Precedence order (lowest to highest):
  1. ~/.deepagents/{agent}/agents/ — User-level
  2. .deepagents/agents/ — Project-level (highest)
Each subagent is an AGENTS.md file with YAML frontmatter (name, description, optional model) and a markdown body for the system prompt. See Use subagents in Deep Agents Code for the full format reference.

Instructions

All instruction sources are combined (not overridden):
  1. Package base prompt (always loaded)
  2. ~/.deepagents/{agent}/AGENTS.md (appended)
  3. .deepagents/AGENTS.md (appended)
  4. AGENTS.md at project root (appended)

.deepagents vs .agents

DirectoryPurposeWhen to use
.deepagents/Deep Agents Code-specificSkills and config that use Deep Agents Code-specific features
.agents/Tool-agnosticSkills you want to share across different AI CLI tools
Use .agents/skills/ for skills that work with any AI coding assistant.

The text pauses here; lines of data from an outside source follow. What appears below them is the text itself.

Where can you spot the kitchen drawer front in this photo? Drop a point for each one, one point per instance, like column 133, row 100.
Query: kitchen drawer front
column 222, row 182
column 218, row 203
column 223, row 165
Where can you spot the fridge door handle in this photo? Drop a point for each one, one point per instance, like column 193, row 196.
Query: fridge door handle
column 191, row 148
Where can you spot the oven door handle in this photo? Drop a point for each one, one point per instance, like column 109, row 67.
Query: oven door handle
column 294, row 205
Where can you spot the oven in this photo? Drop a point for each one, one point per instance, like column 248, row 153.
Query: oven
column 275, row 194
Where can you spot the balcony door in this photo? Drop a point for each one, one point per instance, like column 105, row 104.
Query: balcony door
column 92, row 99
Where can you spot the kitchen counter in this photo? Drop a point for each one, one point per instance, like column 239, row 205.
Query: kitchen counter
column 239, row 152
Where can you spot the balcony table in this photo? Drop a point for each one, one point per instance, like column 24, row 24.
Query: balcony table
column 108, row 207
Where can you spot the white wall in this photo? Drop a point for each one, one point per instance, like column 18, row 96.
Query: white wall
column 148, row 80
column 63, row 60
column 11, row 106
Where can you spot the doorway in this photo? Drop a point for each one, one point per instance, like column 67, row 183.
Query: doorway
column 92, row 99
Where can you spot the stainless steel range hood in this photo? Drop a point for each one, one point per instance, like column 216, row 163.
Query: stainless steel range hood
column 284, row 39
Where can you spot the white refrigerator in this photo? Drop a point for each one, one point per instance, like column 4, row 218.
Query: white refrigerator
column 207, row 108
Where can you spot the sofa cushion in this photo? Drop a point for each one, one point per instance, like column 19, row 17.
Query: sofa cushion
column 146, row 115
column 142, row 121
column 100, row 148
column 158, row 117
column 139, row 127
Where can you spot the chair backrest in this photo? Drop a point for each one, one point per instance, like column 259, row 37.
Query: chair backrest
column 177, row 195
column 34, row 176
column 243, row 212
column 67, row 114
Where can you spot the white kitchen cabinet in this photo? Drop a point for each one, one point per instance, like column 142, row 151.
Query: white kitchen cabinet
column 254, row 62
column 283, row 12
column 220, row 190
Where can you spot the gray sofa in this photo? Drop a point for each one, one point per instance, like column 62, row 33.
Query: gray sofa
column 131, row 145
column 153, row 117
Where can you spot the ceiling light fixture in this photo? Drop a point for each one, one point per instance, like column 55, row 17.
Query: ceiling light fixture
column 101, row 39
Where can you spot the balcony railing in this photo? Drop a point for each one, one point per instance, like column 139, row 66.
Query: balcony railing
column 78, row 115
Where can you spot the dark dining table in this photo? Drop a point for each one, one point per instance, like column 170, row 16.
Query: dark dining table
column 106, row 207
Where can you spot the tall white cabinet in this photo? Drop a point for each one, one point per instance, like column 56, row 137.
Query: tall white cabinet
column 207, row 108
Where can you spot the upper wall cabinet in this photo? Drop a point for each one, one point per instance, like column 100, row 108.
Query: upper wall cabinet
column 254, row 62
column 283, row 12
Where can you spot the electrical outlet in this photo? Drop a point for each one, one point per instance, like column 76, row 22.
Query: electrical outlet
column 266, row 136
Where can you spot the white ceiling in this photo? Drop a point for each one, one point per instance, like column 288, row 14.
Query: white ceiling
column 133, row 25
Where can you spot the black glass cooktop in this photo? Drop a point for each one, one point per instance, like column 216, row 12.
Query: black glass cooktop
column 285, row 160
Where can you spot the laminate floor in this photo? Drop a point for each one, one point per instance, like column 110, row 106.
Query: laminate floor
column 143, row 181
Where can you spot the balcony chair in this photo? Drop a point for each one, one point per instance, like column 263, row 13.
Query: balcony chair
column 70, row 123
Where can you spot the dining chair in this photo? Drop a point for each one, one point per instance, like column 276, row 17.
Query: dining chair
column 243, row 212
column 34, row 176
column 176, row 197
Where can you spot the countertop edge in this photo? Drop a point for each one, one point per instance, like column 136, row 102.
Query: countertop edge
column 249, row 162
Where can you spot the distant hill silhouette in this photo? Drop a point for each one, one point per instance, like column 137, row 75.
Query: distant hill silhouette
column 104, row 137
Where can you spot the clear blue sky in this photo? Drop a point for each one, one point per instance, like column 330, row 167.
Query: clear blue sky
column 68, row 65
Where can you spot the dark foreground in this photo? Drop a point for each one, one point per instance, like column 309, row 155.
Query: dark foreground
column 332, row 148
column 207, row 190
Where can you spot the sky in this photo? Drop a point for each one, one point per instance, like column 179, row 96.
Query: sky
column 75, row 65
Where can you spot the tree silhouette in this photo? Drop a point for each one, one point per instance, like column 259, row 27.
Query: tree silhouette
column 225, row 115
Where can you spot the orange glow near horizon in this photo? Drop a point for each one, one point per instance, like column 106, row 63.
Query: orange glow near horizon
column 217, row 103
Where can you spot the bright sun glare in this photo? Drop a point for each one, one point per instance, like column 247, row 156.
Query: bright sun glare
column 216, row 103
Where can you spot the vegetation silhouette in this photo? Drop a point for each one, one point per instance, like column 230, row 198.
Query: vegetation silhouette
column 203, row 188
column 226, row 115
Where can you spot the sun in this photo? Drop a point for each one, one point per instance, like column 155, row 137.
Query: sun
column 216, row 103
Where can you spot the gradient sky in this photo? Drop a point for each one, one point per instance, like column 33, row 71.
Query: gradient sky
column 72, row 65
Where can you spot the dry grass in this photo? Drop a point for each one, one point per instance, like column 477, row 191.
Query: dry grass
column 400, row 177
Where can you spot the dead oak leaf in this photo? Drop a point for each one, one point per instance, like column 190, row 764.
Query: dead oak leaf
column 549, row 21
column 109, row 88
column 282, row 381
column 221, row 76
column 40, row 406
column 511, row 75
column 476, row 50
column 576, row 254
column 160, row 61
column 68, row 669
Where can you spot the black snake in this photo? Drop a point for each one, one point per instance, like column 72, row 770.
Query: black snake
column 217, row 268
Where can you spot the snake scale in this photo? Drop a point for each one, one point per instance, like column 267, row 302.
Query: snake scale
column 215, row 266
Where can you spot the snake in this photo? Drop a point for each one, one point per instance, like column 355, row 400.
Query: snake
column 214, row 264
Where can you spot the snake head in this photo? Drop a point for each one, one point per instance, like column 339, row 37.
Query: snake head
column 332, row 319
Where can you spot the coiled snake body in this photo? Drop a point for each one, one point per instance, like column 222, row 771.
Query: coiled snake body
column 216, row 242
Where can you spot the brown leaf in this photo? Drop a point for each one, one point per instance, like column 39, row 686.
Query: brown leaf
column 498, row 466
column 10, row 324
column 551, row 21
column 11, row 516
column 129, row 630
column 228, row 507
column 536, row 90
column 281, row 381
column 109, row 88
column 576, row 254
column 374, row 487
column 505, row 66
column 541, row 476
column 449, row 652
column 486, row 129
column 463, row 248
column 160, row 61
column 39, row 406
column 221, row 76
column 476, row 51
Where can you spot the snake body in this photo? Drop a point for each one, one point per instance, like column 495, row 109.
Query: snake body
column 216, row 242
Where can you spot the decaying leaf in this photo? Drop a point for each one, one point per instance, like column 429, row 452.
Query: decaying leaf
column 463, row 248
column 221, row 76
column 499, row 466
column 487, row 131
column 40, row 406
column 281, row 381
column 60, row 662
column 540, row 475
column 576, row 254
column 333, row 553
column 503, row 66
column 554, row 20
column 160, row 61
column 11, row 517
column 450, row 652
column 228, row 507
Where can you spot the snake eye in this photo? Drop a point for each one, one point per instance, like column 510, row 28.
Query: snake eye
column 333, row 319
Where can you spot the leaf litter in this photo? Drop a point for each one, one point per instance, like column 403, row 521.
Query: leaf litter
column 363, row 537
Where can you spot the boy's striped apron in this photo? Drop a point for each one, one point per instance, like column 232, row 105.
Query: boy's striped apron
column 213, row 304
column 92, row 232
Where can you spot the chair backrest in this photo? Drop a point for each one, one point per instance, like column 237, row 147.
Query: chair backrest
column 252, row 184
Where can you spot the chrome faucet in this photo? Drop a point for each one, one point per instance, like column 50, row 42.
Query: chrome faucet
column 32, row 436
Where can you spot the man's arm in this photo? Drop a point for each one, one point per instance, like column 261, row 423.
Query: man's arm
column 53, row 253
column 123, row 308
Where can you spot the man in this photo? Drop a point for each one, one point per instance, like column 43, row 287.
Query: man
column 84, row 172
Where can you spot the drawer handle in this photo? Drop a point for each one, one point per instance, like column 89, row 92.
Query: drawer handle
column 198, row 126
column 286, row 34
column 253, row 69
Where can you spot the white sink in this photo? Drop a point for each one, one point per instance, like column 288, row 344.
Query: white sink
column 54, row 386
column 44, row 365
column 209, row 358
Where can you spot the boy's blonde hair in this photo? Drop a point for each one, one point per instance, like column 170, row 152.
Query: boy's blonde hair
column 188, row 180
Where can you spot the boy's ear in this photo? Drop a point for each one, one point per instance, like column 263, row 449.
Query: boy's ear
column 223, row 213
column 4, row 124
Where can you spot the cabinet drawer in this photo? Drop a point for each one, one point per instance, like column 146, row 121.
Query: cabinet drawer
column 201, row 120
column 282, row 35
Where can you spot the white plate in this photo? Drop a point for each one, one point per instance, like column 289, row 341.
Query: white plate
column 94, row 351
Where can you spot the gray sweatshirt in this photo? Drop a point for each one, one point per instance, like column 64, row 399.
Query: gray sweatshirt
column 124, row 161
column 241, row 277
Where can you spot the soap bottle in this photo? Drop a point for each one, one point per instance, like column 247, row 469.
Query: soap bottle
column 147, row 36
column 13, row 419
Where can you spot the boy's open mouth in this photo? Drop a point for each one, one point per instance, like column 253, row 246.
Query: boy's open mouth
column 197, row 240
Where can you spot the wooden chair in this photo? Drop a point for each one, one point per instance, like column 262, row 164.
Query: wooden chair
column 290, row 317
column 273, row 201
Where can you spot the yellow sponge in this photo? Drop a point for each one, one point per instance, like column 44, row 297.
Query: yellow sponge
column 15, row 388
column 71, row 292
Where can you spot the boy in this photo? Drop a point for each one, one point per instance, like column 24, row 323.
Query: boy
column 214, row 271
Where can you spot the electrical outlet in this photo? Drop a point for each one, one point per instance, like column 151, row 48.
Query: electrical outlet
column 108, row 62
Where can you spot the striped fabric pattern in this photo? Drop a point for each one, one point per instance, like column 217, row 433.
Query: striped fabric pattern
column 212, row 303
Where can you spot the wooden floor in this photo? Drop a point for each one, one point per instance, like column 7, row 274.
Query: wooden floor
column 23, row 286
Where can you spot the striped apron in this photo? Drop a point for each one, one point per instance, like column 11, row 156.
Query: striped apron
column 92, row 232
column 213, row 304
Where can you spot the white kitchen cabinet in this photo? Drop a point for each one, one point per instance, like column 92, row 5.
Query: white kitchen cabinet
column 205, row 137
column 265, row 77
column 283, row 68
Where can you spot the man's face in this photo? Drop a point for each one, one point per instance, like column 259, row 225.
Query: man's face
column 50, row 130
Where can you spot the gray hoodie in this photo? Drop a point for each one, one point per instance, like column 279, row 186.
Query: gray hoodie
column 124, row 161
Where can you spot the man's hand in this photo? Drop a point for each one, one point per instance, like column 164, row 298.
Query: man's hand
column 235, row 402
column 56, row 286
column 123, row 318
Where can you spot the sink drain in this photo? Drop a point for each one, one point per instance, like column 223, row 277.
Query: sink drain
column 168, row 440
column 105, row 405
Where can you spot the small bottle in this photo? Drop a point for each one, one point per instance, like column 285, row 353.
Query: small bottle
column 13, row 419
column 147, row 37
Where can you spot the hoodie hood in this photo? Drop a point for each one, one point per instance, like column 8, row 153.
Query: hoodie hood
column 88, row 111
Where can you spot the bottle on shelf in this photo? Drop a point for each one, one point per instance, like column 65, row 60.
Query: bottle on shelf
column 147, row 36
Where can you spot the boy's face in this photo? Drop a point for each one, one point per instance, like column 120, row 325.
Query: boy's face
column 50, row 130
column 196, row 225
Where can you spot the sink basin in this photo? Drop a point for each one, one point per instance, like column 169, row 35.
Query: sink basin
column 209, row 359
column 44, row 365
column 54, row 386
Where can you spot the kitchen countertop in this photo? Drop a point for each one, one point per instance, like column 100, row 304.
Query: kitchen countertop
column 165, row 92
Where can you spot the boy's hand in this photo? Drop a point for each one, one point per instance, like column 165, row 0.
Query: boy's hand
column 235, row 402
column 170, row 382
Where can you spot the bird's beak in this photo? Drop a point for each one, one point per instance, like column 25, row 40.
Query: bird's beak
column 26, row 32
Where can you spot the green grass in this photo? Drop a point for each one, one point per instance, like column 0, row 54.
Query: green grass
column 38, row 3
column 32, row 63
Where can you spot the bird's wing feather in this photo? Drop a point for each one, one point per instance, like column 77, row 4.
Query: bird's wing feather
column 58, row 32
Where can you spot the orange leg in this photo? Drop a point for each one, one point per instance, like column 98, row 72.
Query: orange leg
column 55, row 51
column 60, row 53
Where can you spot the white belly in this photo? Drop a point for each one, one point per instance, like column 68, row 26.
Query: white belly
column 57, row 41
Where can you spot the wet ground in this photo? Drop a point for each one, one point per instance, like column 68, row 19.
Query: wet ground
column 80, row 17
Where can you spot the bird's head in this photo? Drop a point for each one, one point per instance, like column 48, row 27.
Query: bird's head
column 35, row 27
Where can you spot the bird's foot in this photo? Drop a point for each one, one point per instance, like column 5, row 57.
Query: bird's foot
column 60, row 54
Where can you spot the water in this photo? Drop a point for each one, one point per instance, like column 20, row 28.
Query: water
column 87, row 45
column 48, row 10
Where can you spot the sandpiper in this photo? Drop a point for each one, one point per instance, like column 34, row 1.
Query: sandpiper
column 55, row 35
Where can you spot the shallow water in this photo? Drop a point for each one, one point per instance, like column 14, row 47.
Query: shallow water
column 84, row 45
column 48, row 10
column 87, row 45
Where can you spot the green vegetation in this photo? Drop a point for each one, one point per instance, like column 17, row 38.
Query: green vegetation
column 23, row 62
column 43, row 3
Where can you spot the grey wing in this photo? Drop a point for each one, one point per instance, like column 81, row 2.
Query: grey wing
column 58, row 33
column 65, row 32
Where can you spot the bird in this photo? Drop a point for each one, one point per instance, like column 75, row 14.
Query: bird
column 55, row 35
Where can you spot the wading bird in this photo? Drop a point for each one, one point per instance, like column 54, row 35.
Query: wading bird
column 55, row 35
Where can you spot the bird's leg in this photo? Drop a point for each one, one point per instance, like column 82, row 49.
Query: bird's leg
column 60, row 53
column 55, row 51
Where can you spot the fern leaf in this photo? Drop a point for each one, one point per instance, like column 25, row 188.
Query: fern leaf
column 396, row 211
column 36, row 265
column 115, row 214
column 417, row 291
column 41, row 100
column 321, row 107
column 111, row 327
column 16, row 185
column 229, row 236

Use .deepagents/skills/ for skills that rely on Deep Agents-specific tools or conventions.

Cleaning up

NeedAction
Reset all datarm -rf ~/.deepagents
Clear sessions onlyrm ~/.deepagents/.state/sessions.db*
Clear input historyrm ~/.deepagents/.state/history.jsonl
Clear stored API keysrm ~/.deepagents/.state/auth.json
Clear MCP OAuth tokensrm -rf ~/.deepagents/.state/mcp-tokens
Clear MCP project trustrm ~/.deepagents/.state/mcp_trust.json
Re-run first-run onboardingrm ~/.deepagents/.state/onboarding_complete
Reset agent instructionsdcode agents reset --agent {name}
Remove a skillrm -rf ~/.deepagents/{agent}/skills/{skill-name}
Deleting ~/.deepagents/.state/sessions.db will remove all conversation history and checkpoints.This cannot be undone unless you have a backup of the sessions.db file.